The final time of 13 hours 39 minutes is quite reasonable in the greater scheme of things, especially when you can change the battery easily enough, but it is yet another step backwards for this year’s handset.
On paper, the Moto G5 should offer an improvement in camera quality over its predecessor. Although they share the main core specifications – both are 13-megapixel snappers with an f/2 aperture – the manufacturer has added phase-detect autofocus this year, which should speed up capture.
In practice, it’s a mixed bag. As is so often the case with smartphones – and especially budget phones – outdoor shots aren’t really a problem. In fact, they’re damned good on the Moto G5. Look at the picture below for an example of the crisp details and rich colours that the Moto G5 can pick up in ideal conditions:
Unfortunately, for indoor shots, things have taken yet another backwards step. Take a look at the still-life scene below to see just how poorly things come out: there’s plenty of noise, smearing and blur in the shot:
Adding flash helps a little, but it also adds a strange orangey-pink tinge to proceedings.

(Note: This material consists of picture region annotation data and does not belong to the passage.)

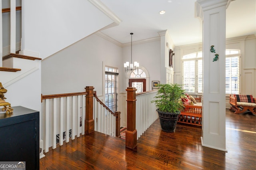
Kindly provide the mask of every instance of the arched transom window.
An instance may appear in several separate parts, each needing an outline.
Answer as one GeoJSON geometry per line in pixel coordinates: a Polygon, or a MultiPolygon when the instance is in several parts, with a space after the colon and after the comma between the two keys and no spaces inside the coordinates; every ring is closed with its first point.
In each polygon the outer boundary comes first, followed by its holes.
{"type": "Polygon", "coordinates": [[[130,78],[146,77],[146,73],[143,70],[140,69],[132,70],[130,75],[130,78]]]}
{"type": "Polygon", "coordinates": [[[136,93],[146,91],[146,73],[140,69],[132,70],[130,75],[129,87],[135,87],[136,93]]]}

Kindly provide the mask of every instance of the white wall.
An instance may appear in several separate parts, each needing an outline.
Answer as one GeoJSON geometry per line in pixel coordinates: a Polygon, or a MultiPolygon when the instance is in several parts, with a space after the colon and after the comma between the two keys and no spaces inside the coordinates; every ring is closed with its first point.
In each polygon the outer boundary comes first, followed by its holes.
{"type": "Polygon", "coordinates": [[[22,0],[22,50],[38,52],[42,59],[113,22],[87,0],[22,0]]]}
{"type": "MultiPolygon", "coordinates": [[[[241,94],[252,94],[256,97],[256,38],[254,35],[227,39],[226,49],[241,50],[241,94]]],[[[184,55],[202,51],[202,44],[176,47],[175,49],[174,81],[182,84],[182,62],[184,55]],[[177,60],[176,60],[177,59],[177,60]]],[[[226,107],[229,108],[229,98],[226,97],[226,107]]]]}
{"type": "Polygon", "coordinates": [[[90,86],[102,95],[103,62],[122,69],[122,48],[95,34],[77,42],[42,61],[42,94],[80,92],[90,86]]]}
{"type": "Polygon", "coordinates": [[[12,107],[22,106],[41,111],[41,71],[38,69],[7,87],[6,102],[12,107]]]}
{"type": "MultiPolygon", "coordinates": [[[[123,63],[126,61],[131,62],[130,45],[122,48],[123,67],[120,70],[123,77],[122,81],[125,82],[122,85],[120,92],[126,93],[125,89],[129,87],[125,73],[123,63]]],[[[153,42],[140,43],[133,42],[132,62],[137,61],[140,65],[144,67],[148,72],[149,90],[151,90],[152,81],[160,81],[160,42],[158,39],[153,42]]]]}

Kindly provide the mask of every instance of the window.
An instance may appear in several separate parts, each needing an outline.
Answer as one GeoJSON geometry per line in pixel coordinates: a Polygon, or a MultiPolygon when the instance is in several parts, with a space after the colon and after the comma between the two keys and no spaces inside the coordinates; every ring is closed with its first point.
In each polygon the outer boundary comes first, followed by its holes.
{"type": "Polygon", "coordinates": [[[190,94],[202,93],[203,90],[202,52],[182,57],[183,89],[190,94]]]}
{"type": "Polygon", "coordinates": [[[239,50],[226,50],[226,93],[239,93],[239,50]]]}
{"type": "MultiPolygon", "coordinates": [[[[226,50],[226,93],[239,94],[240,50],[226,50]]],[[[202,51],[182,57],[183,88],[187,93],[201,94],[203,89],[202,51]]]]}
{"type": "Polygon", "coordinates": [[[146,73],[143,70],[138,69],[132,71],[129,79],[129,87],[135,87],[136,93],[146,91],[146,73]],[[141,78],[144,77],[145,79],[141,78]],[[130,79],[133,78],[133,79],[130,79]]]}
{"type": "Polygon", "coordinates": [[[117,110],[118,106],[118,75],[117,69],[105,67],[105,103],[113,112],[117,110]]]}

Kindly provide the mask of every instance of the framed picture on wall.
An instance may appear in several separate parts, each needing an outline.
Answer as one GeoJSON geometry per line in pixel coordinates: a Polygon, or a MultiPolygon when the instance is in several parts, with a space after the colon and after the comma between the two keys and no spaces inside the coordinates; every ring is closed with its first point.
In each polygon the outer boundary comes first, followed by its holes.
{"type": "Polygon", "coordinates": [[[152,81],[152,89],[158,89],[158,85],[159,84],[159,81],[152,81]]]}
{"type": "Polygon", "coordinates": [[[172,67],[173,65],[172,64],[172,57],[174,55],[175,53],[173,53],[173,50],[170,49],[169,51],[169,66],[172,67]]]}

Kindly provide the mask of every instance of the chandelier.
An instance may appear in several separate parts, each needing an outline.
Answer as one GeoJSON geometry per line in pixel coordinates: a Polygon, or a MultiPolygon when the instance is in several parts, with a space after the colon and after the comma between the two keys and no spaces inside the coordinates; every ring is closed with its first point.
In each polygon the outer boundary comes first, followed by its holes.
{"type": "Polygon", "coordinates": [[[129,61],[126,61],[124,63],[124,67],[125,68],[125,72],[128,70],[134,70],[137,69],[137,70],[140,66],[139,63],[134,61],[134,64],[132,64],[132,35],[133,33],[131,33],[131,63],[129,64],[129,61]]]}

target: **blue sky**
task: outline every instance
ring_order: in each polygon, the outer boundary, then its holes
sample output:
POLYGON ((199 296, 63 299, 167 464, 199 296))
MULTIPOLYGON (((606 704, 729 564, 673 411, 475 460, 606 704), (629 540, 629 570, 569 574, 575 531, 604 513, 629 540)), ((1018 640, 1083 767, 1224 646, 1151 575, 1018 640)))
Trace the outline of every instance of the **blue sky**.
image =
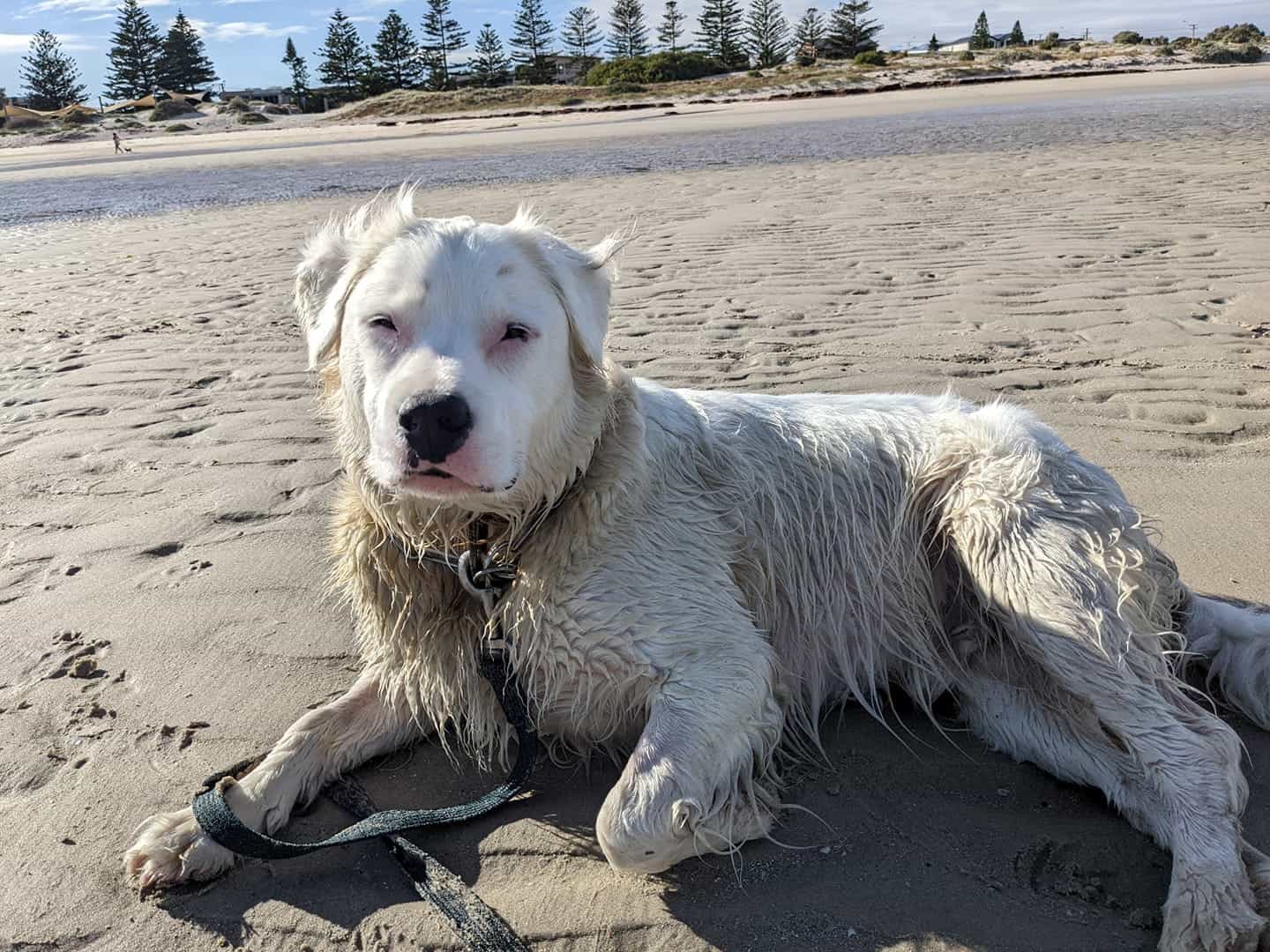
MULTIPOLYGON (((546 0, 547 14, 559 24, 565 10, 579 0, 546 0)), ((815 0, 812 0, 813 3, 815 0)), ((472 32, 489 22, 507 39, 517 0, 451 0, 460 23, 472 32)), ((655 22, 663 0, 645 0, 645 13, 655 22)), ((909 46, 923 42, 931 33, 952 38, 970 32, 984 0, 933 3, 931 0, 874 0, 874 10, 885 24, 884 46, 909 46)), ((19 91, 18 65, 37 29, 56 33, 62 46, 79 62, 89 93, 97 94, 105 76, 109 34, 118 0, 4 0, 0 15, 0 86, 19 91)), ((217 72, 229 86, 267 86, 286 83, 286 67, 279 62, 286 38, 296 41, 316 74, 314 51, 321 44, 331 6, 305 6, 293 0, 149 0, 150 15, 165 29, 178 8, 198 24, 217 72)), ((591 4, 601 19, 608 19, 608 0, 591 4)), ((785 0, 785 13, 792 20, 806 0, 785 0)), ((832 0, 820 0, 822 9, 832 0)), ((343 9, 356 22, 363 39, 373 39, 378 22, 396 8, 413 27, 423 18, 424 0, 352 0, 343 9)), ((681 0, 695 24, 700 0, 681 0)), ((1029 36, 1052 29, 1064 36, 1092 30, 1109 37, 1120 29, 1146 34, 1177 36, 1189 32, 1182 24, 1198 22, 1200 32, 1223 23, 1270 20, 1264 0, 1015 0, 1006 5, 988 4, 988 20, 994 32, 1010 29, 1016 19, 1029 36)), ((1270 29, 1270 22, 1261 23, 1270 29)))

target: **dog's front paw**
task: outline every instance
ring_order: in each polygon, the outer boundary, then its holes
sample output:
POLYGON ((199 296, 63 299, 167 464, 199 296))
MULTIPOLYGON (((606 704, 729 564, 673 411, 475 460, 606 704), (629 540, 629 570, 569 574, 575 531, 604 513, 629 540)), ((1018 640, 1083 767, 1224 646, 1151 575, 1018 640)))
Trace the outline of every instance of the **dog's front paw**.
POLYGON ((234 866, 234 853, 212 840, 185 807, 155 814, 132 834, 123 872, 141 889, 211 880, 234 866))
POLYGON ((1160 952, 1257 952, 1266 920, 1248 899, 1236 882, 1175 876, 1160 952))

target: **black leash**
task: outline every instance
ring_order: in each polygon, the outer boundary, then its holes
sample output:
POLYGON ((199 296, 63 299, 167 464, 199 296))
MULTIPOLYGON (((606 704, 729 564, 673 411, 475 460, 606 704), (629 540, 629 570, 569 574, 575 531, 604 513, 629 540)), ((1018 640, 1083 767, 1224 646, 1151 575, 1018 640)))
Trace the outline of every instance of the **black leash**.
MULTIPOLYGON (((527 536, 550 512, 545 508, 518 533, 509 546, 508 557, 514 559, 527 536)), ((457 559, 434 550, 410 552, 395 538, 392 542, 406 557, 443 565, 453 571, 464 589, 480 603, 488 622, 493 618, 499 599, 514 581, 516 566, 512 562, 494 561, 488 551, 486 532, 483 520, 474 523, 469 547, 457 559)), ((516 763, 507 779, 494 790, 476 800, 455 806, 432 810, 377 810, 356 779, 342 777, 330 783, 324 792, 335 803, 359 817, 358 821, 324 840, 295 843, 253 830, 239 820, 225 800, 226 781, 253 768, 262 759, 254 758, 240 762, 225 774, 212 776, 204 782, 204 790, 192 803, 198 825, 226 849, 258 859, 290 859, 318 849, 382 836, 391 847, 394 859, 410 877, 415 891, 441 910, 467 948, 474 952, 525 952, 525 943, 497 913, 464 885, 462 880, 419 847, 398 835, 406 830, 465 823, 484 816, 519 793, 533 770, 538 754, 537 732, 530 720, 525 693, 508 665, 502 626, 497 622, 494 633, 493 644, 481 651, 480 673, 494 689, 517 739, 516 763)))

So, overall, the Moto G5 doesn’t fare all that well when compared to the standard G4. But then maybe the Moto G5’s true predecessor is the G4 Play. It has a higher-resolution screen and camera and faster processor than the G4 Play, yet it costs only $50 more.
It’s also significantly faster than the likes of Samsung’s Galaxy J3, although the latter has a better-quality AMOLED screen and sells for under $250.
Still, at $299, the Moto G5 offers a lot of phone for the money. It also looks much slicker than the previous generation Moto Gs. It’s just a shame Lenovo didn’t put as much effort into improving the things that really matter: the screen, performance, camera and battery life.